Prima ancora di spulciare il suo lungo curriculum di musicista, interprete, compositore, musicoterapeuta e più in generale di “sonorizzatore” del mondo, occorrerebbe fermarsi e parlare dell’audacia di Gianfranco De Franco.
L’audacia di pensare a un disco, oggetto semisconosciuto sempre più vittima del web e dei nuovi metodi di fruizione musicale.
L’audacia di pensare a un disco con tempi e modalità completamente affrancate dalle logiche commerciali (s’è preso almeno tre anni, e non mi pare poco).

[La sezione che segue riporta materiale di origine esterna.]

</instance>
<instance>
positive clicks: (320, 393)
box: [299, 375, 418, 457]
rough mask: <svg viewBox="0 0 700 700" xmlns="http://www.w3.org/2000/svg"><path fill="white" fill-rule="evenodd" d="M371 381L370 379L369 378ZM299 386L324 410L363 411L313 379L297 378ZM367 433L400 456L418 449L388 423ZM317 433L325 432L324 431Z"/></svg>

L’audacia di pensare a un disco con tempi e modalità completamente affrancate dalle logiche commerciali e di metterci dentro una musica dalla difficile definizione stilistica ma che risponde a un senso di EFFICACIA (cos’è l’efficacia? Credo pensare qualcosa che risponda esattamente a ciò di cui hai bisogno tu come artista per esprimerti e contemporaneamente a ciò di cui ha bisogno chi ascolta per dire: ecco, così deve suonare).
L’audacia di pensare a un disco con tempi e modalità completamente affrancate dalle logiche commerciali e di metterci dentro una musica dalla difficile definizione stilistica ma che risponde a un senso di EFFICACIA e, questo disco, realizzarlo.

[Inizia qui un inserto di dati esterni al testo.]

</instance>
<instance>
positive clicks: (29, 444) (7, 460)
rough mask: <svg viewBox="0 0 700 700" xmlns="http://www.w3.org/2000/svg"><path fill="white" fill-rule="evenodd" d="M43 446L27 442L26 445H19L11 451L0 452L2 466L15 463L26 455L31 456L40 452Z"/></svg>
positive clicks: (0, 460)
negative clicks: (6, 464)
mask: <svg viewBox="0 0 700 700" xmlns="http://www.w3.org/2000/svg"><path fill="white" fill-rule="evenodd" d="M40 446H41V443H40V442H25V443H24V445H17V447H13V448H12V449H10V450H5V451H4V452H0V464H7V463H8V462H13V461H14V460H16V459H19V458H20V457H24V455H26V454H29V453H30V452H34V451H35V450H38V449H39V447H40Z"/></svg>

IMAGO è un’esperienza sonora che mi ha lasciato stupefatto. Conoscevo già da tempo alcuni brani nella loro versione originale: Gianfranco intrecciava tutti i suoni di cui lui e i suoi strumenti sono capaci. Ma il prodotto finale è molto di più.
Dopo efficacia voglio spendere un’altra parola: questo disco ha SENSO. Perché diciamoci la verità: la sperimentazione è bella, è alternativa, fa figo, fa happening, fa situazione in divenire, eccetera eccetara ma poi alla fine è spesso inascoltabile. Gianfranco De Franco invece usa le armi della progettazione, della professionalità, del gusto e della capacità compositiva per regalarci qualcosa di poetico e narrativo al tempo stesso, una specie di colonna sonora che non riempie semplicemente il silenzio della nostra stanza, ma lo rimodella e ce lo racconta. Terza e ultima parole: è BELLO (dove per bello intendo il bello musicale, cioè ha ritmo, senso della misura, armonia, richiama e dice cose nuove al tempo stesso).
Mi rivolgo anche a chi non è abituato ad ascoltare musica strumentale: provateci. Immaginatevi altrove, in altri panni, con altri pensieri. E’ un esperimento che vi potrebbe riuscire.